Brain death

Brain death

The published World Brain Death Project aims in alleviating inconsistencies in clinical guidelines and practice in the determination of death by neurologic criteria. However, critics have taken issue with a number of epistemic and metaphysical assertions that critics argue are either false, ad hoc, or confused.

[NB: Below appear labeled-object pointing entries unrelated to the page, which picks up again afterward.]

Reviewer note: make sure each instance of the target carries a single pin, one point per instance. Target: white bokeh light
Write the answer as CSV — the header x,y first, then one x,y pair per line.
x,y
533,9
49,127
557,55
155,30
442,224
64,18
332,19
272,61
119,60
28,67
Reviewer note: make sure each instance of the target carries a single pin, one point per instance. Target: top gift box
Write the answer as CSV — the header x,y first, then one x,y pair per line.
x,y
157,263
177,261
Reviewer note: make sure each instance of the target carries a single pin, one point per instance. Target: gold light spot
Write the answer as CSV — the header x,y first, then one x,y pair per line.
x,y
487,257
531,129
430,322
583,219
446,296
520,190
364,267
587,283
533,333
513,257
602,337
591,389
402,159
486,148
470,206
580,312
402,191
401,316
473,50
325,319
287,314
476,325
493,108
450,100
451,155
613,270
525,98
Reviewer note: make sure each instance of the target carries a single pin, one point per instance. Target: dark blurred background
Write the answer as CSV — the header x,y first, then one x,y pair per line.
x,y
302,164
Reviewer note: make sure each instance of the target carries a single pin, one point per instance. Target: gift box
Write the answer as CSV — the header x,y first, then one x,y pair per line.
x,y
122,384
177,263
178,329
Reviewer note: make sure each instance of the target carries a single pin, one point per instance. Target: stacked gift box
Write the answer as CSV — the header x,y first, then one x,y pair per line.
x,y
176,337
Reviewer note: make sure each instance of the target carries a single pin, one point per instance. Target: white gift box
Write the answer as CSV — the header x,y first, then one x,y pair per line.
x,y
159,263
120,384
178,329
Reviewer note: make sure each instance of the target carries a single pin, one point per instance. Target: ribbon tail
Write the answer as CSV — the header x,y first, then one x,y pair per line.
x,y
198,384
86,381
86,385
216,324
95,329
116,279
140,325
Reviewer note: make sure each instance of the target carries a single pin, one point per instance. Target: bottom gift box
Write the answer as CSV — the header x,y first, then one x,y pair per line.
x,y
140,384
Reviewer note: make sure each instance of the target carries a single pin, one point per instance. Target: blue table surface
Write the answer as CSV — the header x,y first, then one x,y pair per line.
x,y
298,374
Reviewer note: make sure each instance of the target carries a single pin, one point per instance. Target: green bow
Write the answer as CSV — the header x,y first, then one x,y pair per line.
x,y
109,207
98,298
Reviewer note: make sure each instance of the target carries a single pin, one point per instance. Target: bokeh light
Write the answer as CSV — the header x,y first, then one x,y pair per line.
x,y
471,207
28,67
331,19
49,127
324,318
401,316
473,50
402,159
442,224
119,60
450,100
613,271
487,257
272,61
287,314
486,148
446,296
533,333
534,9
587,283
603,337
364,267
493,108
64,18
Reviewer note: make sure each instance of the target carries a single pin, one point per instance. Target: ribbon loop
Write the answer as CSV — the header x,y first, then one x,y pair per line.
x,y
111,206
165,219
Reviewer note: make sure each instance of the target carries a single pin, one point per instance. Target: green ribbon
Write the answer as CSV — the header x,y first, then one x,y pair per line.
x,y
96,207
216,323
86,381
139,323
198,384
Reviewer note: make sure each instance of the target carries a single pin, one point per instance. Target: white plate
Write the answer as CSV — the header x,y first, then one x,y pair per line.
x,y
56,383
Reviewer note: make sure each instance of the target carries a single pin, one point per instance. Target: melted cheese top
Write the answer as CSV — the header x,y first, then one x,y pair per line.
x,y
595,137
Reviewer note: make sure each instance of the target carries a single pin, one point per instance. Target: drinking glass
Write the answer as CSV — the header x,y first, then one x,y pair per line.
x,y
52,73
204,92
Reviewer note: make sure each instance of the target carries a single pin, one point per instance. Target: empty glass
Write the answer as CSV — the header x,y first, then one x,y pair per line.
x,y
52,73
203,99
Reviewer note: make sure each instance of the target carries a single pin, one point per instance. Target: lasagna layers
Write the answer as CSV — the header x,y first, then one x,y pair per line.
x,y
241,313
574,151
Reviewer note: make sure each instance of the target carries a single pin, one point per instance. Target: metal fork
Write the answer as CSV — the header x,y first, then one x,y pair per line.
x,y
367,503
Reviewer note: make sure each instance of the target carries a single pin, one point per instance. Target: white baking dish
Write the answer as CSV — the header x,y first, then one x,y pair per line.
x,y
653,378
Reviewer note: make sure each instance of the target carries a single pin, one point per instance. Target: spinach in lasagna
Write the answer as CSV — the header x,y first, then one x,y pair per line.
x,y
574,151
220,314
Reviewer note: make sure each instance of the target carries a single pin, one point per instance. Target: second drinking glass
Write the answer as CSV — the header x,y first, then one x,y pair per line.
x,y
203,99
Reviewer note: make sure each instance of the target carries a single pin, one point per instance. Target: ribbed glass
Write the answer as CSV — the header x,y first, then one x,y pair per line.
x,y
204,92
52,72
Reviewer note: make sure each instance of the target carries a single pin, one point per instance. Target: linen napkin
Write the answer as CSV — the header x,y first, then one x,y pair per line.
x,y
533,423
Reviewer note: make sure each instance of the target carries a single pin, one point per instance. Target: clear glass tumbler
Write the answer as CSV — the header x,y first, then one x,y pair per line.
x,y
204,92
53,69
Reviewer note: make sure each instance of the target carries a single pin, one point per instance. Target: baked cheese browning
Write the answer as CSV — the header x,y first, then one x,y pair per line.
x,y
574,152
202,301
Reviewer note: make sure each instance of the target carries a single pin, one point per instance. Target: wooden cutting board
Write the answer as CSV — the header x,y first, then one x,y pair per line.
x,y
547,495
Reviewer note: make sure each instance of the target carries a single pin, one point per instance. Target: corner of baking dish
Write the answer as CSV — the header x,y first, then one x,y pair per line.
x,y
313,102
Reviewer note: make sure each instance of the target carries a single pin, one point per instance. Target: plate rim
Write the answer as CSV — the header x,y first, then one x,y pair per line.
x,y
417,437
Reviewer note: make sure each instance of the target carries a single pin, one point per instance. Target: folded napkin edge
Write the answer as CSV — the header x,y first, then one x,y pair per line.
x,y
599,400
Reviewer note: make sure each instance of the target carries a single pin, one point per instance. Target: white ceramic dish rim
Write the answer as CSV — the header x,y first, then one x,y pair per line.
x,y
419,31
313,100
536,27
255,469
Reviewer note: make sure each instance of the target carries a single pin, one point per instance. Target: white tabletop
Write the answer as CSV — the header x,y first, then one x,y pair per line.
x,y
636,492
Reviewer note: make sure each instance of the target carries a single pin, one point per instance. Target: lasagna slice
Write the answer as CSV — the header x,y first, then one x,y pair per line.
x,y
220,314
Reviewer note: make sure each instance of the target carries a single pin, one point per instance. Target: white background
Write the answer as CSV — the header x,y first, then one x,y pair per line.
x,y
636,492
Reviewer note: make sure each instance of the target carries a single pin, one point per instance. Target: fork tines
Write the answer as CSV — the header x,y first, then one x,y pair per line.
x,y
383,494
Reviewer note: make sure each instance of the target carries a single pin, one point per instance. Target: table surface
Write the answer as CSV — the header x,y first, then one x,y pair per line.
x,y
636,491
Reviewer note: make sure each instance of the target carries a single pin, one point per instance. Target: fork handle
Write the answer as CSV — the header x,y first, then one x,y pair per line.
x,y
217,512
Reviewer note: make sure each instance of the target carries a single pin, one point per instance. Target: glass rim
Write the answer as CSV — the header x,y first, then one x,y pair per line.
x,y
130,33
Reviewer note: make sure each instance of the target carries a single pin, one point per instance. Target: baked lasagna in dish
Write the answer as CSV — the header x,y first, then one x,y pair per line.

Lazaridis disscussed the nature of a definition of death; the plausibility of neurologic criteria as a sensible social, medical, and legal policy; and within a Rawlsian liberal framework, reasons for personal choice or accommodation among neurologic and circulatory definitions. Declaration of human death cannot rest on contested metaphysics or unmeasurable standards, instead it should be regarded as a plausible and widely accepted social construct that conforms to best available and pragmatic medical science and practice. The definition(s) and criteria should be transparent, publicly justifiable, and potentially allow for the accommodation of reasonable choice. This is an approach that situates the definition of death as a political matter. The approach anticipates that no conceptualization of death can claim universal validity, since this is a question that cannot be settled solely on biologic or scientific grounds, rather it is a matter of normative preference, socially constructed and historically contingent 1).

The concept of brain death has periodically come under criticism 2).

Confirmatory tests for the diagnosis of brain death in addition to clinical findings may shorten observation time required in some countries and may add certainty to the diagnosis under specific circumstances.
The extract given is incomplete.